The AAKSS cover an area of 7,400 sq kilometres and can reach any part of Kent, Sussex or Surrey within 25 minutes. Their annual running costs are around £14 million and they generate 89% of their income through fundraising or donations.
In 2018 – latest figures available – AAKSS attended 2,465 call-outs, an average of seven a day. Of these jobs, 64.7% (1,595) were attended using their helicopters, and the other 35.3% (870) were attended in their emergency response vehicles. When circumstances prevent AAKSS from taking flight, their rapid-response vehicles mean they can still provide specialist life-saving care by road.
All of these life-saving treatments are demanding in a hospital environment and yet, for the medical teams at Air Ambulance Kent Surrey Sussex, they are treatments that must be administered in all weathers, sometimes at night and in fields, and in woods or on remote pathways in order to save lives. That to us is incredible, and for that we say thank you for being there.
In Oct 2019 AAKSS attended a school where Charlie an eight-year-old pupil had hit his head when he fell. He was unresponsive and having constant seizures. The AAKSS crew knew exactly what needed to be done. When they assessed Charlie, they were very concerned about his head injury so they placed him into an induced coma right there on the playground. This treatment was vital – it prevented further swelling to his brain, stopped the seizures and meant they could control his breathing
The crew decided to fly Charlie to St George’s Hospital in London, a Major Trauma Centre that could give him the best care. After what felt like the longest 24 hours of Charlie’s family’s life, Charlie finally started to wake up and respond in small ways.

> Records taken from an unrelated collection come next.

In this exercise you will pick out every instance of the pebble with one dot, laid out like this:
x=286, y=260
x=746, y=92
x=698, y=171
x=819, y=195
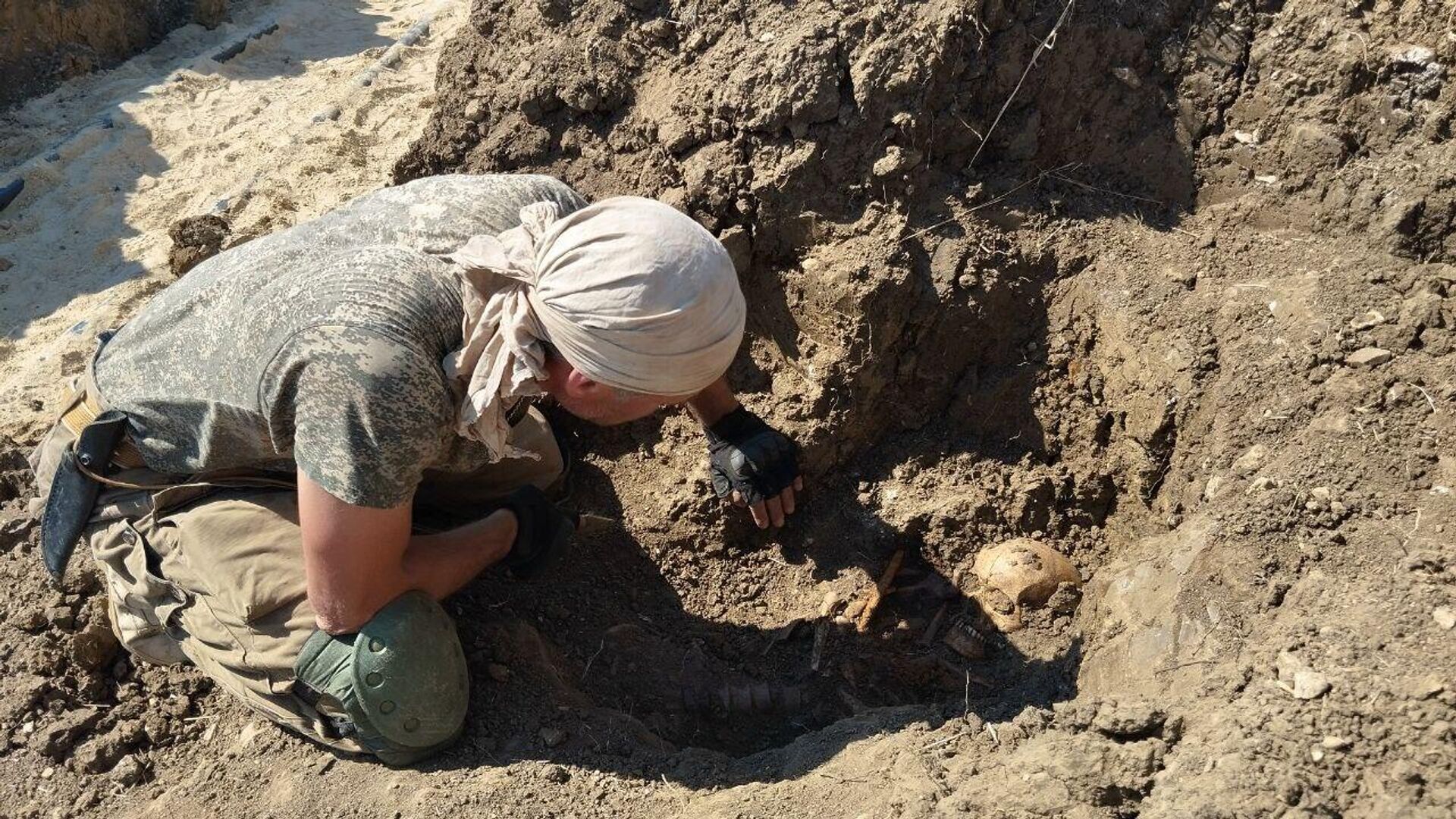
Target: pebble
x=1369, y=357
x=1299, y=679
x=1251, y=460
x=1369, y=321
x=128, y=771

Charlie made a full recovery.
On the 25th Oct 2018, around 8:30pm on a dark October evening, 14-year-old Joe Pelham was cycling at the junction of the A31 and the Coxbridge Roundabout in Farnham when he was hit by a car.
Soon on the scene, the AAKSS crew took over Joe’s care, dealing with multiple and critical injuries to his head, chest, stomach and legs at the roadside.

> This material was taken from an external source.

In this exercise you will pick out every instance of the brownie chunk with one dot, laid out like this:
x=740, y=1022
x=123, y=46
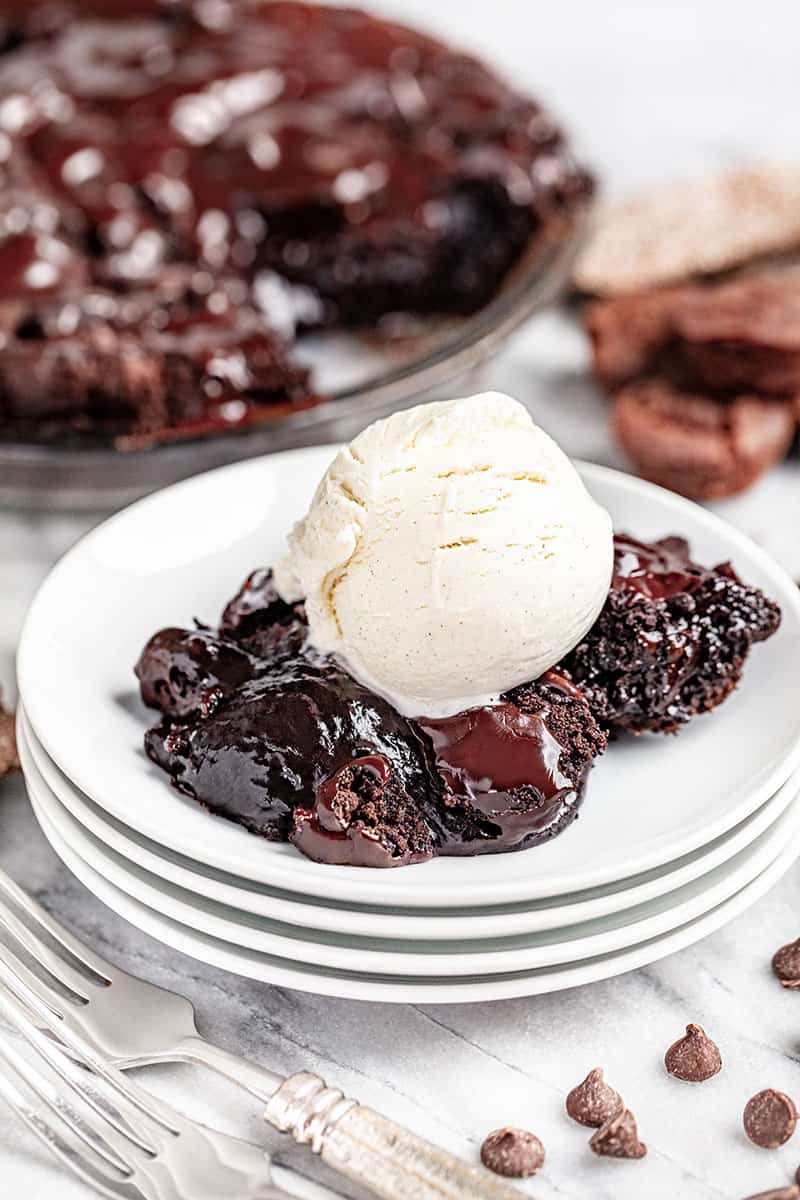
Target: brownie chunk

They administered an anaesthetic, blood products in the form of plasma and performed emergency chest surgery to treat a damaged and collapsed lung before hurrying Joe by road to St George’s Hospital under blue lights.
At hospital, Joe underwent surgery to repair his liver, stomach, lungs and a fractured skull. He was then placed in an induced coma for more than a week to give his body the chance to heal itself.
Over the next eight weeks, Joe underwent further surgery, rehabilitation and physiotherapy. He was finally allowed home just before Christmas.
On the 28th Sept 2018 Sam Jenner was getting ready for work when she suddenly collapsed from a cardiac arrest. At the time, she was 23 weeks and five days pregnant with her son, Jack.
She knew nothing of what happened until she woke in hospital three days later. She had survived thanks to the skill of the Air Ambulance medics who came to her aid. They were able to keep Sam alive and transfer her quickly into the specialist care of King’s College Hospital, London.
Two months later, on November 29, Jack was born in King’s College Hospital, and on December 12, Sam underwent heart surgery. She was determined to be home by Christmas.
True to her word, Jack and mum Sam left hospital on December 18 in time for them all to spend Christmas at home together.
This is the work the amazing people at the Air Ambulance Kent Surrey & Sussex do. To each and every individual member of the team, we say thank you for all that you do. Each of you are amazing.